I can understand that in a global community that has shrunk because of the information technology revolution, our own freedom depends on the ability of free men and women around the world to control their own destinies. But should we impose “freedom” by force? Is it not antithetical to freedom that “democracy” be established in repressed societies by the intervention of the world’s superpower?
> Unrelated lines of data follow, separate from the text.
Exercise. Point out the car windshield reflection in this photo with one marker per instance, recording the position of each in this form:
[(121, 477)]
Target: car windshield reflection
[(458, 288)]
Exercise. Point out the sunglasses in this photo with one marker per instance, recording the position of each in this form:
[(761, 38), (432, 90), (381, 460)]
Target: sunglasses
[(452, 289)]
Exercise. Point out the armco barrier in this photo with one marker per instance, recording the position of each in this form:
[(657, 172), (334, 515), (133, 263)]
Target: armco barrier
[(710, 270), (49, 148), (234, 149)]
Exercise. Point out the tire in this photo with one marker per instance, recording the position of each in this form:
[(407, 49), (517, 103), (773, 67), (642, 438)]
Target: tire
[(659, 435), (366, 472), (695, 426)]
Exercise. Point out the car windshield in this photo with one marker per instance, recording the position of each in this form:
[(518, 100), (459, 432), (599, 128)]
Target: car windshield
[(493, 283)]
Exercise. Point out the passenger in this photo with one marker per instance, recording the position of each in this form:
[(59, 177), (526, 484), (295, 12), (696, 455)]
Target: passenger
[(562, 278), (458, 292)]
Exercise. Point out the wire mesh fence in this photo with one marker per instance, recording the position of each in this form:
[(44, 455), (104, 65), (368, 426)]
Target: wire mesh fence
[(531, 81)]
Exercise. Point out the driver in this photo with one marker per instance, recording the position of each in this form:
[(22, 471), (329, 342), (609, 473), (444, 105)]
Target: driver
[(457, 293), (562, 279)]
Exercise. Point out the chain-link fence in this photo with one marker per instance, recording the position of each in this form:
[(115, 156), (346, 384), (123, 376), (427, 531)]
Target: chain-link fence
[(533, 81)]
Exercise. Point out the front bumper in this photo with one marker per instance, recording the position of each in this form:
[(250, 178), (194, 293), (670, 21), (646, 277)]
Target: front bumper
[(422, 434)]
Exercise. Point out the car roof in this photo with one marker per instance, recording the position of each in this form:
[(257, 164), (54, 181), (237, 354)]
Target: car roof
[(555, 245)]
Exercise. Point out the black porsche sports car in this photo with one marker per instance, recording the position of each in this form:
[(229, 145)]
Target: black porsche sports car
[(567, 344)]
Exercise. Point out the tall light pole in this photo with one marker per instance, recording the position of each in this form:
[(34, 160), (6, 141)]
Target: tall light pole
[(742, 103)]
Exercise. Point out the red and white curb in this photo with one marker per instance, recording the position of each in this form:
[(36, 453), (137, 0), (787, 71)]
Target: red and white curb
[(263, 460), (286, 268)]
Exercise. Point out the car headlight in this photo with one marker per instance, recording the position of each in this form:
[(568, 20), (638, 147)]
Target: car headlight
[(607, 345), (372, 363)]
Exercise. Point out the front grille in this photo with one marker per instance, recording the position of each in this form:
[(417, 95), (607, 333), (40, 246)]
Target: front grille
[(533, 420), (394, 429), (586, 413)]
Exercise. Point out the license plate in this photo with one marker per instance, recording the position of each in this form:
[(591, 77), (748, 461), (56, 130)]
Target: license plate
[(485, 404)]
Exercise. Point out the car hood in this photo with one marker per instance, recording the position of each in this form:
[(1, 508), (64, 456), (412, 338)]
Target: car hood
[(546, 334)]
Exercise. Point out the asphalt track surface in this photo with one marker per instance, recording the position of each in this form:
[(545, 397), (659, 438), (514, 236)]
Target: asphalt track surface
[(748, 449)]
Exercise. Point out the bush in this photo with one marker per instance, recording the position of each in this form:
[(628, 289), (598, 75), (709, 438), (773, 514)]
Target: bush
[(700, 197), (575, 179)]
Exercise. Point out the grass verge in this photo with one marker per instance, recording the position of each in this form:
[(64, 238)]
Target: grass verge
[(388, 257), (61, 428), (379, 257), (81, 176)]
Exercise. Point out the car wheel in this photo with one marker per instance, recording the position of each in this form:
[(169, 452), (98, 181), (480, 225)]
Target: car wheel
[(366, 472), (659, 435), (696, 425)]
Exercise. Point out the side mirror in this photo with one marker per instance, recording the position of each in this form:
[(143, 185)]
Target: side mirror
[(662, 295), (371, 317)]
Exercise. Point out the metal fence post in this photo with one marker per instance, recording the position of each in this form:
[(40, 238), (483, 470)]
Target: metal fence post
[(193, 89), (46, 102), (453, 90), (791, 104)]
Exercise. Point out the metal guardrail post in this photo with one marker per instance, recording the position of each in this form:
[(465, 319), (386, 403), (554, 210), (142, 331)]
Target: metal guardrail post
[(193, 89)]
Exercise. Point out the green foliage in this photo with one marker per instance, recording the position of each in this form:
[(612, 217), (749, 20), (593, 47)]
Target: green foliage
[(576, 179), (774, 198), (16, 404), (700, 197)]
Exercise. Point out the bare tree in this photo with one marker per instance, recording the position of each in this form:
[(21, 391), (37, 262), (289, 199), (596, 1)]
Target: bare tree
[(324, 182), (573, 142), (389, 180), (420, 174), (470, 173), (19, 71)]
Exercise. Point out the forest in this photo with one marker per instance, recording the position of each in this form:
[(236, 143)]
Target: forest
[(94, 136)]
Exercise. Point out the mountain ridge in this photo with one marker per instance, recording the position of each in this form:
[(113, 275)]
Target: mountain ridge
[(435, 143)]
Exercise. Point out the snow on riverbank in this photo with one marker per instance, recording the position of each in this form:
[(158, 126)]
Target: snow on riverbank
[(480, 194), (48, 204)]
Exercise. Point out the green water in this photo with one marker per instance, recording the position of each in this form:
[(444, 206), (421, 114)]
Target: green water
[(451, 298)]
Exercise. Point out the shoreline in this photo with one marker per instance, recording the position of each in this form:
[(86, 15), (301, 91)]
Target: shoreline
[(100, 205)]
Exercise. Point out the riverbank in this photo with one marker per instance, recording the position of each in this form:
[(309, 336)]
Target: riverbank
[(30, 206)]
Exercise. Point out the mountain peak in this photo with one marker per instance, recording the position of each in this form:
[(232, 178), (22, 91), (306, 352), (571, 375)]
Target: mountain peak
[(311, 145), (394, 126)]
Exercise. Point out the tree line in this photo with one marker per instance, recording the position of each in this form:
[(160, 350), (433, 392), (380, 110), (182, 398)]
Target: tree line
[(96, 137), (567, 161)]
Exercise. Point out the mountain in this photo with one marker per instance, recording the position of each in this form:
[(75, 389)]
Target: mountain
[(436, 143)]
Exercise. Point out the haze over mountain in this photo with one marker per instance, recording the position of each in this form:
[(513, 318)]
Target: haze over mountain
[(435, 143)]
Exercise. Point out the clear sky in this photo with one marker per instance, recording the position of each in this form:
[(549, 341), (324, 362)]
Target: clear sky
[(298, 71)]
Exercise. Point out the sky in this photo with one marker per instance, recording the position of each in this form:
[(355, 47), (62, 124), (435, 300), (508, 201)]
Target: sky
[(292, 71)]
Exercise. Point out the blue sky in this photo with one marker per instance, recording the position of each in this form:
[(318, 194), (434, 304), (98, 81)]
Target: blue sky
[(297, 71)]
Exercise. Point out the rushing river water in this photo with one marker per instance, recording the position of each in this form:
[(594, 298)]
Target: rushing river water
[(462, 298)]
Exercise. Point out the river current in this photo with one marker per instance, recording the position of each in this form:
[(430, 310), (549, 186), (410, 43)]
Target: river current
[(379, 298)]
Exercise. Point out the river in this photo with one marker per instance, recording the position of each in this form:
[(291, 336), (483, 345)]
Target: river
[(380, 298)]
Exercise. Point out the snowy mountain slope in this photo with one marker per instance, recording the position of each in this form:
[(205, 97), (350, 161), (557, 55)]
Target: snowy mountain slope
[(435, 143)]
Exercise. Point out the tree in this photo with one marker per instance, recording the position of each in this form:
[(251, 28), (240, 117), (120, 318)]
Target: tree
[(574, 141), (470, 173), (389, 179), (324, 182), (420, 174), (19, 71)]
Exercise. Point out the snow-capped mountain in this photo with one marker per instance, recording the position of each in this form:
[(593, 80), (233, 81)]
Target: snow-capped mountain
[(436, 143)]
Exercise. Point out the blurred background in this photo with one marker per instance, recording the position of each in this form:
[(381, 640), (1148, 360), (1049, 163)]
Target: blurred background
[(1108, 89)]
America, after all, is the fountainhead of the IT revolution. Why can’t it use its skills and tools to teach peoples caught under the oppression of cruel and authoritarian regimes how to recover self-determination? This strategy takes more time to show results than military action; and it doesn’t aggrandize the empires of industrialists and neo-conservatives. Just as important, it may not be achievable within the four-year framework of Presidential politics. But it is more in line with the inhibitive spirit of our founding fathers.

02 September 2004

Does the Unlicensed Sale of Pharmaceuticals Justify War?

How can it be that attempting to establish democratic government in Iraq justified the intervention of the U.S. by force? Reductio ad absurdum, would invasion have been justified in order to eliminate the sale of prescription pharmaceuticals by street vendors? According to The Wall Street Journal of September 2, 2004, the first goal of Iraq’s new Ministry of Health “is to stop unauthorized drug sales.” Maybe the Ministry can also help multinational pharmaceutical companies end unlicensed sales of brand name drugs over the Internet.

It is truly dangerous for consumers to buy prescriptions from unqualified sources. But information is a better weapon than force for generating wise purchasing practices. The same, of course, is true of spreading democracy across the globe.